We had WPO animated leafs on the trees, but disabled WPO for Virtual Shadow Maps, so there were barely any Cache invalidations.

Fortnite wanted to have animated shadows AND a day Night cycle, so they had to do it this way.

But even when disabling caching in my example project, the total render time is 5.8-6.5ms.

So an average of 150 FPS. That is more than enough for any VR Game with that Level of quality.

their LOD algorithm is still broken, logicless, slow, and VERY limited.

In the time you’ve spent here complaining, you could have written your own. So why are you still here? Nobody is forcing you to use it.
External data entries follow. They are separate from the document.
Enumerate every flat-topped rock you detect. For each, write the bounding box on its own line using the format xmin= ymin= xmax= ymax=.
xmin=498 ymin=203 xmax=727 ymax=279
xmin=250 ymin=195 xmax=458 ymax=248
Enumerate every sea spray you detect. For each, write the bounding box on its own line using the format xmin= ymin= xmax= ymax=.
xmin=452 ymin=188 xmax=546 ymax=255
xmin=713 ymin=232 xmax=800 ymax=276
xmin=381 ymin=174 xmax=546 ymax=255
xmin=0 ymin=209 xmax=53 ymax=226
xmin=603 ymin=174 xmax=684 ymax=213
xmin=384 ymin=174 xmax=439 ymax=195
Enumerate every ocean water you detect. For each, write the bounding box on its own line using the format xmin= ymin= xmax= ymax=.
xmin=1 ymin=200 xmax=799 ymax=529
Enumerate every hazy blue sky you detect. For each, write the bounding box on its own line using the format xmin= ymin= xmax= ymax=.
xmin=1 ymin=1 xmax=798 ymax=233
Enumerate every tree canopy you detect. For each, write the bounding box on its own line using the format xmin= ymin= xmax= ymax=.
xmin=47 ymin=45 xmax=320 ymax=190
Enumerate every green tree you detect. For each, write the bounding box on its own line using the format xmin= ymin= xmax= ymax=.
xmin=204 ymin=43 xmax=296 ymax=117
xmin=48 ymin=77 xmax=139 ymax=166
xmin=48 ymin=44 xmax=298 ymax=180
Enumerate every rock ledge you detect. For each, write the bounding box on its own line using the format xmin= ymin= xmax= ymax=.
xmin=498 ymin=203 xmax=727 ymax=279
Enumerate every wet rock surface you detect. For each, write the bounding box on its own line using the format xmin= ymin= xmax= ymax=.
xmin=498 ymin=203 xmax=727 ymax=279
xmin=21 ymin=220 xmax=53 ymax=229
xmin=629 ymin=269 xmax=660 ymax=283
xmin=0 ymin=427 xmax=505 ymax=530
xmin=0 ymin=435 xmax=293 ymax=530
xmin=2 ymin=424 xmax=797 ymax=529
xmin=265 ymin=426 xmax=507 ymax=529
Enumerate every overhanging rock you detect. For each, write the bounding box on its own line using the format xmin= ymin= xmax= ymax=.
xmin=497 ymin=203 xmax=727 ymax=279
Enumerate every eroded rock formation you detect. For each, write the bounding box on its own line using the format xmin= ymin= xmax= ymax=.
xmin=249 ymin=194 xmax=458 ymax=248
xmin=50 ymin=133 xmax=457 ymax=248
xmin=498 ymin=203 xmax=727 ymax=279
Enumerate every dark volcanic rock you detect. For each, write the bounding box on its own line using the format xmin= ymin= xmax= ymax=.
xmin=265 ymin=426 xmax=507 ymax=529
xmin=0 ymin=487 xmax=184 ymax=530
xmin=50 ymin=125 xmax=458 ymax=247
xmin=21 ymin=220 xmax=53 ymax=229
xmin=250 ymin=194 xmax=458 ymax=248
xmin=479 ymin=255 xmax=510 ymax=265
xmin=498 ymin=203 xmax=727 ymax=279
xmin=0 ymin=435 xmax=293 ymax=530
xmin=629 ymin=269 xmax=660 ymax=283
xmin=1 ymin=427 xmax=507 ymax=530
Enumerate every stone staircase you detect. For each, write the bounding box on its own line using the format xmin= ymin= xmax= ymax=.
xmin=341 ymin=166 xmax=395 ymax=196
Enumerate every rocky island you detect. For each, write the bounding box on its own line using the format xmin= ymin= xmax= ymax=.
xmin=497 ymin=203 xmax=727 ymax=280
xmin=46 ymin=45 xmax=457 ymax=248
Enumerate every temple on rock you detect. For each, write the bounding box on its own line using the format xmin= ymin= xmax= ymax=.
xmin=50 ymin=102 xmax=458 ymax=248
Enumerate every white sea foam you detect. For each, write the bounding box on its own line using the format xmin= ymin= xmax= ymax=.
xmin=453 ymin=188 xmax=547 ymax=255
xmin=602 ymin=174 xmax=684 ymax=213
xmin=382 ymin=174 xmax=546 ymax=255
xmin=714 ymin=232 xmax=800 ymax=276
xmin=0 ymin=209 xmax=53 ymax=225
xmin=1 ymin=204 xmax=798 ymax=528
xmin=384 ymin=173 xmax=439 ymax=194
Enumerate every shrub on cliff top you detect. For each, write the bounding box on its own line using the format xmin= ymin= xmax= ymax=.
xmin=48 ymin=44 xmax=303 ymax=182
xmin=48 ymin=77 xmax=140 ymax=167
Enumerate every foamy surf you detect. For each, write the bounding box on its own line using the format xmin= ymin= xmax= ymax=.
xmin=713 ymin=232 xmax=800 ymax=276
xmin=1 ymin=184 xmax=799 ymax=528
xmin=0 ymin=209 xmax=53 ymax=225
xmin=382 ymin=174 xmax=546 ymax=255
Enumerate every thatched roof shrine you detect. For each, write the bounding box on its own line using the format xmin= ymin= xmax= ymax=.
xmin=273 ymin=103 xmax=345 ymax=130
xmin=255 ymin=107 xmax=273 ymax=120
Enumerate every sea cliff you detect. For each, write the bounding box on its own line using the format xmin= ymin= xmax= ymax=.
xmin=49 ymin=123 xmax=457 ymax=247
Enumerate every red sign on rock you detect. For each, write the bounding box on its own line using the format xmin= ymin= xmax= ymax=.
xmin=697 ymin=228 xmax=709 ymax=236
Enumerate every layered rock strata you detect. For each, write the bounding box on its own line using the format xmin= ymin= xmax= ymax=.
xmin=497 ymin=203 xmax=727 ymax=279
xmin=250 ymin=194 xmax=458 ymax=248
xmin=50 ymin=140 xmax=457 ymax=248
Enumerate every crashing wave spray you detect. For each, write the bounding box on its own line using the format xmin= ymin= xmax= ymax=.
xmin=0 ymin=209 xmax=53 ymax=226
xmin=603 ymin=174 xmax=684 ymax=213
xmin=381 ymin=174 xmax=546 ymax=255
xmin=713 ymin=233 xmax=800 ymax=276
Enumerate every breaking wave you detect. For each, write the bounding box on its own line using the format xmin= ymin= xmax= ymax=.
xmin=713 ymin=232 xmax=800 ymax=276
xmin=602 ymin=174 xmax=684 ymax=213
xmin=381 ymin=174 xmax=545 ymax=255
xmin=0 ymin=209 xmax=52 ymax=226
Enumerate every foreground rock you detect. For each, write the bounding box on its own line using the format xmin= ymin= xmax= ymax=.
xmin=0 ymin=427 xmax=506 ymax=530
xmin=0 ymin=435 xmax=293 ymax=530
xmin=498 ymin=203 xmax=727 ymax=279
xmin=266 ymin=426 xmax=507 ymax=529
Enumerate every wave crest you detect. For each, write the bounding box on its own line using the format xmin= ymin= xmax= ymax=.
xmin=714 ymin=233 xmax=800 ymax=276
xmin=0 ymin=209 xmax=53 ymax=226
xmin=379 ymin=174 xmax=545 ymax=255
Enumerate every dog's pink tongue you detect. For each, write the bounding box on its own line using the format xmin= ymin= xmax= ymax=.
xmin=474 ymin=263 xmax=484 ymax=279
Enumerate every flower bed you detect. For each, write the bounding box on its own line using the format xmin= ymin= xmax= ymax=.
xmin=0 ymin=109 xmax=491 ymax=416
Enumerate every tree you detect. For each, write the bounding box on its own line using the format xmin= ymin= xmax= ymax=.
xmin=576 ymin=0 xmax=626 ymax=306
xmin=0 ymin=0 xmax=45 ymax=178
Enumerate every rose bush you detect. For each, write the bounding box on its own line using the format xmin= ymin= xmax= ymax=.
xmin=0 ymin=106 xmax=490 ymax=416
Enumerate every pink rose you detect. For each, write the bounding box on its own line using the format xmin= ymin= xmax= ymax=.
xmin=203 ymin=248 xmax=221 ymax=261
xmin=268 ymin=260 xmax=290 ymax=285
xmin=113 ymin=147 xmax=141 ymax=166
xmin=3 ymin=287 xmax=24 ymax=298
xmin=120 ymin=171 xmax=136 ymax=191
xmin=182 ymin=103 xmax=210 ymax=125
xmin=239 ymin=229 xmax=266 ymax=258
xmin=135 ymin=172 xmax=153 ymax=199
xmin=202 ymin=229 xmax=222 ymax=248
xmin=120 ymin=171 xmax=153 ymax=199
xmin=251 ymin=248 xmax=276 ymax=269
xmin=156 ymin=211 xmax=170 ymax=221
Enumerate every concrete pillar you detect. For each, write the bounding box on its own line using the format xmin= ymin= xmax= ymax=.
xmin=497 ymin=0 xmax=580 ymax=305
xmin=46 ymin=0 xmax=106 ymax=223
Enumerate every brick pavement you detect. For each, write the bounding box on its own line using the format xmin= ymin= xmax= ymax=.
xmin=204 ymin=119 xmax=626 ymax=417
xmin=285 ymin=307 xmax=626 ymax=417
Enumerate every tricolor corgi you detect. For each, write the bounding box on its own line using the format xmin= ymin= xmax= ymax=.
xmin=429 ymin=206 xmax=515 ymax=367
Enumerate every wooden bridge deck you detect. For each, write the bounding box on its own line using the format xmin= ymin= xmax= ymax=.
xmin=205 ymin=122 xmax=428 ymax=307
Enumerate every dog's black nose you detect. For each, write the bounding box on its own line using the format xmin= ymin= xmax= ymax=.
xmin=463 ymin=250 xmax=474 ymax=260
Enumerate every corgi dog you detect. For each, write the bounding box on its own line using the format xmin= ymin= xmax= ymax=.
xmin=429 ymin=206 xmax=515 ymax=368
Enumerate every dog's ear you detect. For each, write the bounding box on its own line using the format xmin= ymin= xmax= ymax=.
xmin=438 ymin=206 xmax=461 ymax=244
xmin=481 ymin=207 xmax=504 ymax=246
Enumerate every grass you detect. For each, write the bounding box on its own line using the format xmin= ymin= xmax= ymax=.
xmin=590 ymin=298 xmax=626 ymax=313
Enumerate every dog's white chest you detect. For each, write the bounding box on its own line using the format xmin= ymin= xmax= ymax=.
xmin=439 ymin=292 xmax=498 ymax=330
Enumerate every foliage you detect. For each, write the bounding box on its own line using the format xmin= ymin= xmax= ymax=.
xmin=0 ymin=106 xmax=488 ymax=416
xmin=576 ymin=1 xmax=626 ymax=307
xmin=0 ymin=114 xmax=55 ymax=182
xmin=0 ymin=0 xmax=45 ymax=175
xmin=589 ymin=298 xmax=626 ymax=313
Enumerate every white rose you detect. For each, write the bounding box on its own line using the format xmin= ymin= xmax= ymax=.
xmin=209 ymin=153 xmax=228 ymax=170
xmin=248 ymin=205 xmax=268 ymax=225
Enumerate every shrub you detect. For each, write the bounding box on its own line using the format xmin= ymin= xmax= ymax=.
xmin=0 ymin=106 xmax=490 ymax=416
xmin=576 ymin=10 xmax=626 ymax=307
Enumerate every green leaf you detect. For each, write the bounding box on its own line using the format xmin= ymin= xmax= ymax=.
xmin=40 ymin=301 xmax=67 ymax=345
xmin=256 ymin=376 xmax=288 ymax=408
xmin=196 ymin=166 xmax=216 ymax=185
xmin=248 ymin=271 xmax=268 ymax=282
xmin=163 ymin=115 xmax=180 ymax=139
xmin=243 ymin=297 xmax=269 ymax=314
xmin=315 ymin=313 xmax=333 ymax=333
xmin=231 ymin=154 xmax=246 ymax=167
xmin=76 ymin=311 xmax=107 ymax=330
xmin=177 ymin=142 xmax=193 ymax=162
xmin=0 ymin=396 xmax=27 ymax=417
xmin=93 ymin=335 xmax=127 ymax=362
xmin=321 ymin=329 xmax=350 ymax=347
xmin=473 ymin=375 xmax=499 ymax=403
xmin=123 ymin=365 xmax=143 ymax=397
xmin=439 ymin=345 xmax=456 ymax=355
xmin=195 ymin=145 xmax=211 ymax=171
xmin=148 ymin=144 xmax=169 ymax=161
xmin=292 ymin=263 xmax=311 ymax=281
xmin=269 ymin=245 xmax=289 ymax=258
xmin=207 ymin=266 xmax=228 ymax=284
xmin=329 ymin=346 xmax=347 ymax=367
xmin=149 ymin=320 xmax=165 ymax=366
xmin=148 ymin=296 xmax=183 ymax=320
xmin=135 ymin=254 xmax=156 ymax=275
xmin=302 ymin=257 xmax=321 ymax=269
The majority of gamers hate unreal and the few that do like it have no idea what they are talking about.

Citation needed.

Brian Karis said the reason he wanted to make Nanite is becuase “what’s the point in making a technically limited scene if that’s not even how the artist envisioned it”.

I can’t enjoy your art when it’s blurry and unperformant

Nanite provides you the opposite of blurry. It allows you to view your meshes in nearly infinite detail.

Look, you are just a kid, you aren’t a rendering engineer, you aren’t an engine developer, you aren’t a professional with decades of industry experience. You DON’T know what you are talking about.

This entire thread is filled with garbage, misinformation and whining. Its probably the worst thread created on this otherwise very helpful community forum. You should delete it.